Nigerian President Goodluck Jonathan (pictured) said Sunday that Islamist group Boko Haram's attacks on churches in the north of the country are an attempt to incite religious violence between Christians and Muslims and to destabilise the country.
AP - Nigerian President Goodluck Jonathan on Sunday said Islamist group Boko Haram was seeking to incite a religious crisis by attacking churches in an attempt to destabilise the government.
"Terrorists all over the world have one common agenda: destabilising government," he said during a question-and-answer session on national television.
Jonathan, who has come under heavy criticism in recent days over spiralling violence in the country's north, described how the group had moved from targeting local rivals to government institutions and now churches.
He said earlier waves of attacks had not brought down the government, leading the group to target churches in Africa's most populous nation, roughly divided between a mainly Muslim north and predominately Christian south.
"Attacking churches is to instigate religious crisis," Jonathan said. "They believe that when they attack a church, Christian youths will revolt against Muslim youths. They don't care about who dies in the process.
"If it doesn't work, the same Boko Haram will start attacking mosques to instigate Muslim youths to attack Christians. So they change their tactics."
Jonathan however pledged that Nigeria would halt the violence. He said the government was open to dialogue if Boko Haram figures identified themselves and made clear demands.
The television appearance, in which the president took questions from a panel of journalists before fielding phone-in questions from ordinary Nigerians, featured some of his clearest statements yet on the Boko Haram insurgency, which has killed hundreds since 2009.
Most of his public comments have been limited to assurances that the violence will soon end, and the country's main Christian body this week in a rare move directly and harshly criticised him over his response to the insurgency.
On Friday, Jonathan fired his national security adviser and defence minister.
Nigeria has been grappling with Boko Haram's insurgency for months, but criticism of Jonathan intensified after three suicide bombings at churches on June 17 sparked reprisals from Christians who burnt mosques and killed dozens of Muslims.
More rioting occurred in the days following the bombings in Kaduna state, while two days of clashes between security forces and suspected Islamists in the northeastern city of Damaturu left at least 40 dead.
At least 106 people were killed in the violence.

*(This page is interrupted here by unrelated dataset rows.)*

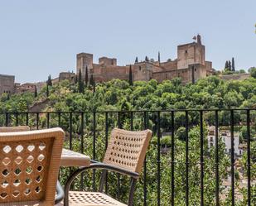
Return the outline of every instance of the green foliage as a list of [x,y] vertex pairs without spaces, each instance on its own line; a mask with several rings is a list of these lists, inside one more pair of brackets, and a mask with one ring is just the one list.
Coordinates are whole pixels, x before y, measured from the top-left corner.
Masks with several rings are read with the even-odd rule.
[[129,69],[129,85],[130,86],[133,85],[132,65],[130,65],[130,69]]
[[52,86],[52,82],[51,82],[51,74],[48,76],[48,79],[47,79],[46,84],[47,84],[48,86]]
[[256,67],[252,67],[249,69],[249,73],[251,74],[251,76],[254,79],[256,79]]
[[85,93],[85,84],[82,79],[81,69],[80,69],[78,73],[78,90],[79,90],[79,93]]
[[[198,80],[195,84],[182,85],[181,79],[163,81],[158,84],[152,79],[148,82],[135,81],[133,85],[130,86],[128,81],[114,79],[109,82],[97,84],[94,93],[89,87],[85,88],[84,93],[79,93],[79,84],[70,85],[68,80],[61,81],[54,84],[49,89],[49,103],[44,108],[44,111],[126,111],[119,114],[119,122],[117,121],[117,114],[109,113],[109,124],[110,132],[111,128],[117,127],[119,123],[122,127],[130,129],[130,113],[129,110],[164,110],[164,109],[186,109],[186,108],[255,108],[256,107],[256,79],[250,78],[243,81],[224,81],[217,76],[210,76],[205,79]],[[72,89],[70,89],[70,86]],[[36,102],[42,102],[46,99],[46,91],[47,87],[41,89],[38,93],[37,98],[34,98],[34,93],[24,93],[21,94],[11,95],[10,98],[7,94],[0,97],[1,112],[26,112]],[[161,113],[161,133],[171,131],[171,113]],[[133,113],[133,129],[142,130],[144,122],[143,113]],[[157,116],[152,112],[147,113],[147,126],[154,132],[154,137],[151,141],[151,146],[147,155],[147,204],[148,205],[156,205],[157,196]],[[18,122],[24,124],[26,117],[19,117]],[[47,117],[45,114],[40,116],[40,128],[46,127]],[[106,141],[106,134],[104,133],[105,116],[99,113],[96,117],[96,159],[102,160],[104,154],[104,143]],[[252,122],[255,122],[256,113],[251,111]],[[11,117],[10,125],[15,124],[15,118]],[[29,125],[35,128],[36,117],[31,115],[29,120]],[[73,149],[80,151],[81,148],[81,132],[80,113],[73,113],[72,116],[72,137]],[[188,113],[189,125],[189,187],[191,205],[199,205],[200,204],[200,131],[198,127],[198,113],[190,112]],[[204,113],[204,122],[212,125],[215,122],[215,113],[206,112]],[[84,127],[84,152],[93,156],[93,127],[94,118],[92,113],[85,113]],[[240,123],[244,125],[246,122],[245,112],[235,111],[234,122],[237,125]],[[58,126],[57,114],[51,115],[51,127]],[[230,123],[230,113],[229,111],[221,111],[219,113],[220,126],[229,126]],[[4,124],[4,117],[0,116],[0,124]],[[70,116],[68,113],[61,115],[60,125],[65,131],[69,131]],[[186,133],[186,113],[184,111],[176,112],[174,116],[175,125],[175,204],[176,205],[185,205],[184,194],[185,187],[185,166],[186,152],[185,146]],[[241,126],[239,126],[241,127]],[[205,180],[205,204],[215,205],[215,150],[207,150],[206,128],[204,126],[204,180]],[[243,139],[245,133],[244,127],[242,127],[240,133]],[[255,132],[252,129],[252,137]],[[109,133],[108,137],[110,137]],[[67,137],[69,135],[67,134]],[[67,141],[68,142],[68,141]],[[65,146],[69,146],[65,142]],[[220,140],[219,159],[220,159],[220,184],[228,177],[229,164],[230,160],[225,153],[225,146]],[[166,136],[160,138],[161,151],[161,201],[162,205],[169,205],[170,199],[170,182],[171,182],[171,137]],[[256,162],[256,144],[252,142],[252,160]],[[244,170],[246,170],[246,153],[243,155]],[[256,170],[255,164],[252,165]],[[70,170],[61,170],[61,181],[65,182],[69,175]],[[236,178],[241,178],[239,174],[236,174]],[[256,175],[253,173],[254,178]],[[88,189],[91,187],[91,172],[86,172],[86,178],[84,179],[84,184]],[[96,179],[99,180],[99,173],[96,172]],[[119,189],[120,199],[126,201],[128,198],[128,180],[121,176],[121,188]],[[134,203],[135,205],[143,204],[143,178],[138,181],[136,189]],[[75,189],[80,189],[80,177],[75,181]],[[115,197],[117,194],[117,176],[109,173],[109,191],[110,194]],[[99,181],[96,181],[96,186]],[[220,194],[224,193],[223,188],[220,188]],[[254,189],[255,189],[254,188]],[[242,200],[241,200],[242,201]],[[243,202],[242,202],[243,203]],[[255,201],[253,202],[255,204]],[[222,201],[221,205],[229,205],[228,200]],[[243,205],[243,204],[241,204]]]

On Sunday, also in Damaturu, attackers with guns and explosives raided the central jail, leaving four prison guards dead and freeing 40 inmates, authorities said.

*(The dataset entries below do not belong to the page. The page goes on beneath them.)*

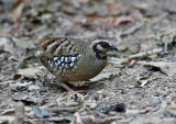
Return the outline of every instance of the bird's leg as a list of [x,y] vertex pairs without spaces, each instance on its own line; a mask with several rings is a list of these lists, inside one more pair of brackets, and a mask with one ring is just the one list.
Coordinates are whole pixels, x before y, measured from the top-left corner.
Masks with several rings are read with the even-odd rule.
[[68,87],[68,84],[70,86],[70,83],[68,82],[61,82],[62,87],[65,88],[67,91],[72,92],[73,94],[77,94],[79,92],[85,92],[85,90],[79,90],[79,91],[75,91],[72,88]]

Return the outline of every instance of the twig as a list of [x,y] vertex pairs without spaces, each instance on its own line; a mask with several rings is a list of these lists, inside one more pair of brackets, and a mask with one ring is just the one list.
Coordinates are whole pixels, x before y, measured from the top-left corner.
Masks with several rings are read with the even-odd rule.
[[151,24],[156,24],[156,23],[158,23],[160,21],[162,21],[164,18],[166,18],[168,15],[168,13],[163,13],[162,15],[160,15],[158,18],[156,18],[155,20],[153,20],[152,22],[151,22]]
[[48,108],[47,110],[54,113],[61,113],[61,112],[76,112],[78,111],[79,106],[72,106],[72,108]]
[[134,26],[132,26],[131,29],[120,33],[120,36],[125,36],[125,35],[129,35],[129,34],[132,34],[134,32],[136,32],[139,29],[141,29],[142,26],[144,25],[143,22],[141,23],[136,23]]
[[123,60],[121,64],[125,65],[125,64],[129,64],[133,59],[143,58],[145,56],[150,56],[150,55],[153,55],[153,54],[158,54],[161,52],[163,52],[163,49],[158,48],[158,49],[153,49],[153,50],[148,50],[148,52],[145,52],[145,53],[139,53],[139,54],[135,54],[135,55],[131,55],[129,58]]
[[14,124],[23,124],[24,119],[24,104],[22,102],[18,102],[15,104],[15,112],[14,112]]
[[140,23],[136,23],[134,26],[132,26],[132,27],[130,27],[129,30],[127,30],[127,31],[124,31],[124,32],[119,32],[119,33],[117,33],[117,35],[116,35],[116,38],[117,38],[117,41],[119,42],[119,43],[121,43],[122,42],[122,36],[127,36],[127,35],[129,35],[129,34],[132,34],[132,33],[134,33],[134,32],[136,32],[139,29],[141,29],[142,26],[144,25],[144,23],[143,22],[140,22]]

There have been growing warnings that there could be more cases of residents taking the law into their own hands if something is not done to halt Boko Haram attacks.

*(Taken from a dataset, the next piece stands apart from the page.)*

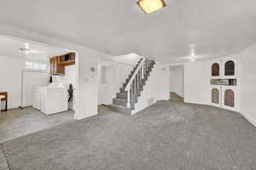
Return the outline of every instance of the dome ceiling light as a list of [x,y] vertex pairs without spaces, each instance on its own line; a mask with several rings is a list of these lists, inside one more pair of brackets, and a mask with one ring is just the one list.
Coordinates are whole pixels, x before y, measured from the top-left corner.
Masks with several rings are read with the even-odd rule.
[[146,14],[150,14],[166,6],[164,0],[139,0],[138,6]]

The group initially said it was fighting for the creation of an Islamic state, but its demands have since repeatedly shifted. It is believed to have a number of factions, including a main Islamist wing.
Many say deep poverty and frustration in the north have been main factors in creating the insurgency.
The United States on Thursday said it had designated the head of the main branch of Boko Haram, Abubakar Shekau, a "global terrorist" along with two others tied to both Boko Haram and Al-Qaeda's north African branch.